110 Tonnen Treibstoff im Tank
Die MMU ist die Multinational Multi Role Tanker Transport Unit (MRTT) in Eindhoven. Der multinationale Verband mit seinen sechs Mitgliedsnationen betreibt acht KC-30, wie die Airbusse militärisch heißen. Er hat von seinen beiden Basen in Eindhoven und Köln aus vier seiner Tanker zur Verfügung gestellt. Die großen zweistrahligen Mehrzweckflugzeuge werden in der zivilen Luftfahrt als Langstreckenpassagierflugzeuge eingesetzt. Ihre maximale Abflugmasse beträgt 230 Tonnen. Von der Innenausstattung sehen die grauen Riesen aus wie ihre zivilen Entsprechungen. Aber von den etwa 110 Tonnen Treibstoff können sie Kerosin an die Kampfflugzeuge abgeben, die ohne die fliegenden Tankstellen nicht über den Atlantik kämen.

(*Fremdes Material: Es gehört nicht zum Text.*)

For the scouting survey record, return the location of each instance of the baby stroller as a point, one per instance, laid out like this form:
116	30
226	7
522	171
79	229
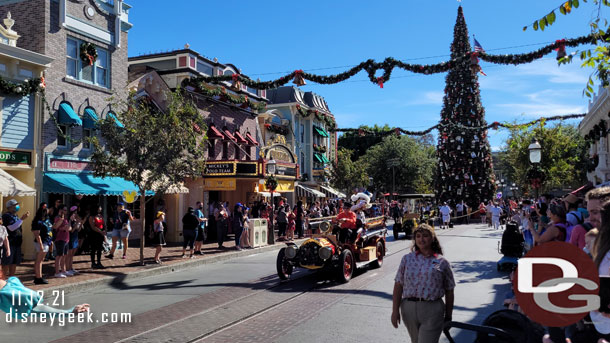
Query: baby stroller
503	326
511	247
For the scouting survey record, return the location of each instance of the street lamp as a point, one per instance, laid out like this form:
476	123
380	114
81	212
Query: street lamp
535	152
535	158
271	185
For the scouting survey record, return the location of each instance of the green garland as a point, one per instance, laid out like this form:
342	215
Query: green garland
88	53
373	68
328	119
445	126
211	91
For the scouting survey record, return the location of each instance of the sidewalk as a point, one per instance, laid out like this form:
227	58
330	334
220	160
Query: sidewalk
119	270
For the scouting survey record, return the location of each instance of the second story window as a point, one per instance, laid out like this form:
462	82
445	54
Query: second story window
86	137
96	73
64	132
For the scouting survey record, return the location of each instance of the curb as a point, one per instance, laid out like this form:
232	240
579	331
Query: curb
154	270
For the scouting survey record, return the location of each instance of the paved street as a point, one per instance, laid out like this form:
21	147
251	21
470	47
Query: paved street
242	300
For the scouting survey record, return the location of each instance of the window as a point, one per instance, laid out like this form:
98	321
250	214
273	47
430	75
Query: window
64	132
86	136
225	151
97	74
204	68
26	73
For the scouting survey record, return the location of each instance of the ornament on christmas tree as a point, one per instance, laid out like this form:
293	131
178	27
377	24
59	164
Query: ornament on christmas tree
380	81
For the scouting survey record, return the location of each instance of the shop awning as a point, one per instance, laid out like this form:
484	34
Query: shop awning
320	131
116	120
251	139
90	119
331	192
318	157
240	138
214	133
228	135
306	192
67	116
12	187
86	184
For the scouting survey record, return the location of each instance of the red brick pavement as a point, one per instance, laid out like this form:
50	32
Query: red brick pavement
115	267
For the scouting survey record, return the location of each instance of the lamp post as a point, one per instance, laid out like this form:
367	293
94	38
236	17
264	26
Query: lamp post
271	185
535	157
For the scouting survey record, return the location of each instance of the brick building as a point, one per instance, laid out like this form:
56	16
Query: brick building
87	40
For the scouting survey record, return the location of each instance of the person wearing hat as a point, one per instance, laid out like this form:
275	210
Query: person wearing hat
445	211
159	239
347	222
190	223
15	236
122	229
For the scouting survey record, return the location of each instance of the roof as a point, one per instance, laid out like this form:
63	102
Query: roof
314	100
286	94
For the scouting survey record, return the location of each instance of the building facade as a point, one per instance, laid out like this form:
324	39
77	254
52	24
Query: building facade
309	124
20	124
237	154
87	41
594	128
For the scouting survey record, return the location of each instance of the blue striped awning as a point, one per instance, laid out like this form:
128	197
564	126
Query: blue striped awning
67	115
87	184
90	119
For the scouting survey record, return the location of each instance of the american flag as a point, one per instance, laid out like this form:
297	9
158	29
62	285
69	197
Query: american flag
477	46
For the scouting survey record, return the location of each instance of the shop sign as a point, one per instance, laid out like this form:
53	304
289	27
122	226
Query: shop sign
284	170
59	164
16	157
220	168
247	168
219	185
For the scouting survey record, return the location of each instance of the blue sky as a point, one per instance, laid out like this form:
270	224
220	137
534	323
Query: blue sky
267	39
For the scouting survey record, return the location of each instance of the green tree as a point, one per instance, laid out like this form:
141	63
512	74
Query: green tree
153	148
564	156
597	57
347	174
360	144
417	162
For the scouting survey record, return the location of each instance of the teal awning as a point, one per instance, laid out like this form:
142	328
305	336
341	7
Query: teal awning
87	184
320	131
116	120
90	119
67	115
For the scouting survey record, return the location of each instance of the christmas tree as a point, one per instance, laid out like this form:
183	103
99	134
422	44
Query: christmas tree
465	169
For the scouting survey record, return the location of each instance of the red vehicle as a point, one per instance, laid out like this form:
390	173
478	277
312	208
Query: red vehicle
324	251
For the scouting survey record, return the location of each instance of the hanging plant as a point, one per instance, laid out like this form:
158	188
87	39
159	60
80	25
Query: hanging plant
88	53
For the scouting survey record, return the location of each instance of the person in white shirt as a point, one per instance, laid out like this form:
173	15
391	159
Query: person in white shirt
496	211
459	209
446	214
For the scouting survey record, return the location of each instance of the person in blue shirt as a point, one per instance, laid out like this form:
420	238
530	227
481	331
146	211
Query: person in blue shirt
13	224
201	232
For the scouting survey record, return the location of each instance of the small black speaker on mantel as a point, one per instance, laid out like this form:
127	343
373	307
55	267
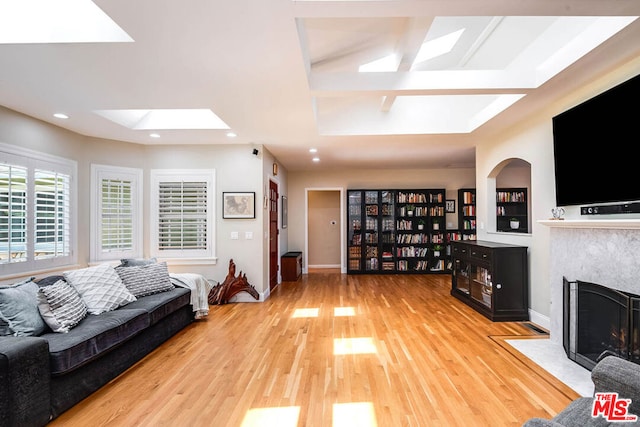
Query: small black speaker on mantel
610	209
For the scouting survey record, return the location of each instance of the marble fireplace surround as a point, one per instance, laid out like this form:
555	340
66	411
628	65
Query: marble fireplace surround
603	251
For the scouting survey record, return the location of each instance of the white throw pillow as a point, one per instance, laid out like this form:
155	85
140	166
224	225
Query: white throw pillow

In Formation über den Nordatlantik
Über Nordholland treffen die beiden Eindhovener Tanker auf sechs deutsche und spanische Eurofighter, die aus dem rheinischen Nörvenich bei Köln aufgebrochen sind. Die ganze Mission ist minutiös durchgetaktet: Während die beiden Eindhovener Tanker mit einer Minuten Unterschied starten und später mit 1000 Fuß Höhenunterschied und etwa einer Meile Abstand Richtung England fliegen, fliegen je drei Jagflugzeuge pro Tanker links und rechts mit Versatz an den Flächen,
Tanken bei 800 km/h
Aus zwei Pods fährt der Tanker nun Schläuche aus, an deren Ende Körbe die Tankanschlüsse in der Luft stabilisieren. Exakt Flugfläche 290, etwa neun Kilometer Höhe und eine angezeigte Geschwindigkeit von 275 Knoten (ca. 510 Km/h) hält der Autopilot unseres Flugzeuges. Tatsächlich ist der Verband nach Kompensation der nicht vermeidbaren Instrumentenfehler mit 800 Kilometern pro Stunde über Grund unterwegs. Mit Daumen und Zeigefinger an Schubhebel und Steuerknüppel muss der Eurofighterpilot nun seinen Tankstutzen in den Korb fliegen. Fingerspitzengefühl ist nur eine Andeutung für die Präzision, die für dieses Manöver erforderlich ist. Wenn die Verbindung hergestellt ist, fließen etwa 500 Kilogramm Kerosin pro Minute vom Tanker in das Kampfflugzeug. Nach zehn Minuten ist der Vorgang abgeschlossen und der Eurofighter hat wieder für zwei Stunden Treibstoff im Tank. Dank eines komplexen Systems an Ausweichflughäfen, für die Entfernung, Landebahnlänge und Wetter eine Rolle spielen, ist so gewährleistet, dass die Jagdflugzeuge während der Atlantiküberquerung bei einem Zwischenfall immer sicher landen könnten.
Goose Bay in Wolken
Westlich von Grönland ist das vierte Bracket, wie die Betankungsabschnitte heißen, abgeschlossen. Die Tanker fahren ihre Schläuche ein und beginnen den Anflug auf Goose Bay. Eine Wolkendecke in 500 Meter Höhe über der kanadischen Basis macht den Anflug noch einmal spannend. Der Verband löst sich erst über dem Festland auf, dann landen zuerst die Jagdflugzeuge und dann die Tanker nach sechs Stunden Flug und rollen auf ihre Abstellflächen. Pacific Skies 24 hat Kanada sicher erreicht.